United States Contradicts WTO Director
OpenLife Nigeria reports that the United States of America has contradicted Director-General of the World Trade Organisation (WTO), Dr Ngozi Okonjo-Iweala over the state of Nigerian economy, saying that the new minimum wage of N70,000 had been undermined by the continued depreciation of the Naira.
Ngozi Okonjo-Iweala had, on August 14, commended President Tinubu’s administration’s reforms by restoring stability to Nigeria’s economy.
“You cannot really improve an economy unless it’s stable. The President and his team have worked hard to stabilise the economy. The reforms have been in the right direction. The next step is growth, alongside building social safety nets so those feeling the pinch of reforms can get support,” the former Finance Minister said in Abuja after a meeting with Tinubu in the Villa.
However and in contrast, reports on Human Rights Practices, released by the Department of State, Bureau of Democracy, Human Rights and Labour, the US also identified lengthy pre-trial detention and delays as major challenges facing justice delivery in Nigeria.
The report also said the new minimum wage of N70,000 had been undermined by the continued depreciation of the naira.
It noted that the new wage, pegged at about $47.90 per month, had lost its value due to the naira trading at over N1,500 to the dollar.
The report, which added that firms with fewer than 25 workers did not benefit from the wage increase, stated: “The National Minimum Wage (Amendment) Act 2024 doubled the minimum wage to N70,000 ($47.90) per month.
“Despite the increase, currency devaluation meant the minimum wage was no longer higher than the poverty income level.

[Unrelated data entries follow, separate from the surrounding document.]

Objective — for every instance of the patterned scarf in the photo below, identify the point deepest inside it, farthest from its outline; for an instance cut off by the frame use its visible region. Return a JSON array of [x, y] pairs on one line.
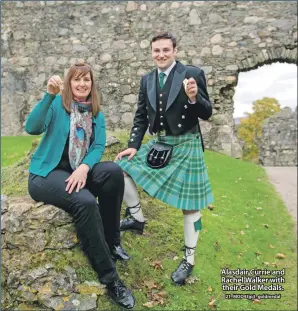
[[80, 131]]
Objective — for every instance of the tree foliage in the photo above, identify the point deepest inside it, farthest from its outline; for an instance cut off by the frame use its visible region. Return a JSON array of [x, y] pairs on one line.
[[250, 127]]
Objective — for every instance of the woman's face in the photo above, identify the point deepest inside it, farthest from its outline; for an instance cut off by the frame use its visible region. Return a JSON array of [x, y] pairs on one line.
[[81, 86]]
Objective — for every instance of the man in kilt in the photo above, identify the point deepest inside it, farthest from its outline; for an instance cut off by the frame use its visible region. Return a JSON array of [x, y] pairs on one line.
[[171, 99]]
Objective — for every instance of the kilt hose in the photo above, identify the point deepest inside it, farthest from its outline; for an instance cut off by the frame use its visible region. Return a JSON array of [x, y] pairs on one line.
[[183, 183]]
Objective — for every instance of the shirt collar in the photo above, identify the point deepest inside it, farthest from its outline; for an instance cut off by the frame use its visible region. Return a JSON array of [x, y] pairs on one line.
[[167, 72]]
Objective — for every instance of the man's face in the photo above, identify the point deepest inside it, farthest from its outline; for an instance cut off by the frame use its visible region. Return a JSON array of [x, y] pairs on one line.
[[163, 53], [81, 86]]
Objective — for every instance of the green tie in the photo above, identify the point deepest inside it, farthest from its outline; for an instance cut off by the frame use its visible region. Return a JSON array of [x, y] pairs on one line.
[[161, 79]]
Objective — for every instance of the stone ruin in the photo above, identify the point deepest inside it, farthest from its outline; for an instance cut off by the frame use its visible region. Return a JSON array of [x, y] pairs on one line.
[[226, 37], [278, 143]]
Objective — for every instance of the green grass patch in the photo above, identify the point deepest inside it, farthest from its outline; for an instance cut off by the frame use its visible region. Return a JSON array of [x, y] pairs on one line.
[[248, 226], [14, 148]]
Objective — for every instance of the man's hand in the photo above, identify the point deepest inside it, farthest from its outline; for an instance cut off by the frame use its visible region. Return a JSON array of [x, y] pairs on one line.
[[77, 179], [192, 90], [130, 152]]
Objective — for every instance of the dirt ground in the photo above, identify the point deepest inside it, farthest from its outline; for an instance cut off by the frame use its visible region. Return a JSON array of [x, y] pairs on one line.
[[285, 181]]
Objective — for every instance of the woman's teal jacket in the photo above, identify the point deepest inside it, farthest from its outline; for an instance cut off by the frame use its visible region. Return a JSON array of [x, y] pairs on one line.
[[50, 117]]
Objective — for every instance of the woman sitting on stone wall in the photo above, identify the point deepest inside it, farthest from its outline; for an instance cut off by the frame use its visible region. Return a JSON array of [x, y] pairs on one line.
[[65, 172]]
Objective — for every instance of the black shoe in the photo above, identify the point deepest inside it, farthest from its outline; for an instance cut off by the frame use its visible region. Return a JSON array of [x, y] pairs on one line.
[[120, 294], [119, 253], [182, 272], [131, 224]]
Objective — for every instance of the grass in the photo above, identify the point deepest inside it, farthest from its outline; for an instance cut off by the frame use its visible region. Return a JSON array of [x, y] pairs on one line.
[[14, 148], [247, 228]]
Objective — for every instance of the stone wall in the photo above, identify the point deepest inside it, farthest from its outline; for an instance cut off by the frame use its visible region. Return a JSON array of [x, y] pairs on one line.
[[278, 144], [42, 38], [39, 246]]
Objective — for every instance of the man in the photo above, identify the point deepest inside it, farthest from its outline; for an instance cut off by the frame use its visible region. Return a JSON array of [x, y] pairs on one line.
[[171, 99]]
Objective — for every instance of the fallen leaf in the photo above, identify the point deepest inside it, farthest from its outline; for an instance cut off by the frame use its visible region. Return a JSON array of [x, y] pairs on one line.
[[162, 294], [150, 284], [148, 304], [157, 265], [280, 256], [217, 246], [212, 303], [211, 207], [191, 279]]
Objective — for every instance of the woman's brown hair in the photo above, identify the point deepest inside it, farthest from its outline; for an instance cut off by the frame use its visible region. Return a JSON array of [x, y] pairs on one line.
[[79, 70]]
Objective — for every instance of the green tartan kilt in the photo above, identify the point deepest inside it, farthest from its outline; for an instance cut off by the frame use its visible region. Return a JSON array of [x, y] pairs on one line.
[[183, 183]]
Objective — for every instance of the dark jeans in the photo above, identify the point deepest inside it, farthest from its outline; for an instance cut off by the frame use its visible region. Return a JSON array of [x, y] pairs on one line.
[[97, 224]]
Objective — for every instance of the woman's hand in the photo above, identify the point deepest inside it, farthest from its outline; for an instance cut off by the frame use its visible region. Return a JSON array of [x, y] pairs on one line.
[[55, 85], [77, 179]]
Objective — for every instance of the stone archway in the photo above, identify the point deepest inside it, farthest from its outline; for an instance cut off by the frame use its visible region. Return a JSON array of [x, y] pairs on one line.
[[221, 135]]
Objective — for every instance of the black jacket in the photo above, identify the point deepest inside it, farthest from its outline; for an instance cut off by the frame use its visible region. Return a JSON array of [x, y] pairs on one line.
[[181, 116]]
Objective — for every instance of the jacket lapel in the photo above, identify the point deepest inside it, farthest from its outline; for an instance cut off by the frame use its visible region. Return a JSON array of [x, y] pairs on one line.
[[151, 88], [178, 78]]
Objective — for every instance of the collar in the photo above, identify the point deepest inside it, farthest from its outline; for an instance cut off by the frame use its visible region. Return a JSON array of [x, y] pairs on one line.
[[167, 72]]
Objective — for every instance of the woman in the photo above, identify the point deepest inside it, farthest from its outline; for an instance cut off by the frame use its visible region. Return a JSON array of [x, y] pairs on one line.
[[64, 171]]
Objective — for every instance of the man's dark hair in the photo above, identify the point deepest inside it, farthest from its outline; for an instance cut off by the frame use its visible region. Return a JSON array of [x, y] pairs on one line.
[[166, 35]]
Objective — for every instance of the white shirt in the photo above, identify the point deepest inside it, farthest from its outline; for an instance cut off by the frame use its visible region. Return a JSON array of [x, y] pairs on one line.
[[167, 72]]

Many employers had fewer than 25 employees, so most workers were not covered.’’
The law provides a national minimum wage for employers with 25 or more full-time staff, with exceptions for seasonal agricultural workers, part-time employees, and commission-based roles.
The US report further observed that some states had declined to implement the law, citing financial constraints, and also pointed out gaps in enforcement.
It stated: “The law did not define premium pay or overtime and prohibited excessive compulsory overtime for civilian government employees, stressing that the government rarely effectively enforced minimum wage and overtime, while penalties were low and not commensurate with other crimes such as fraud.”
According to the report, between 70 and 80 per cent of Nigeria’s working population operates in the informal economy, where authorities fail to enforce wage, hour, and occupational safety and health laws.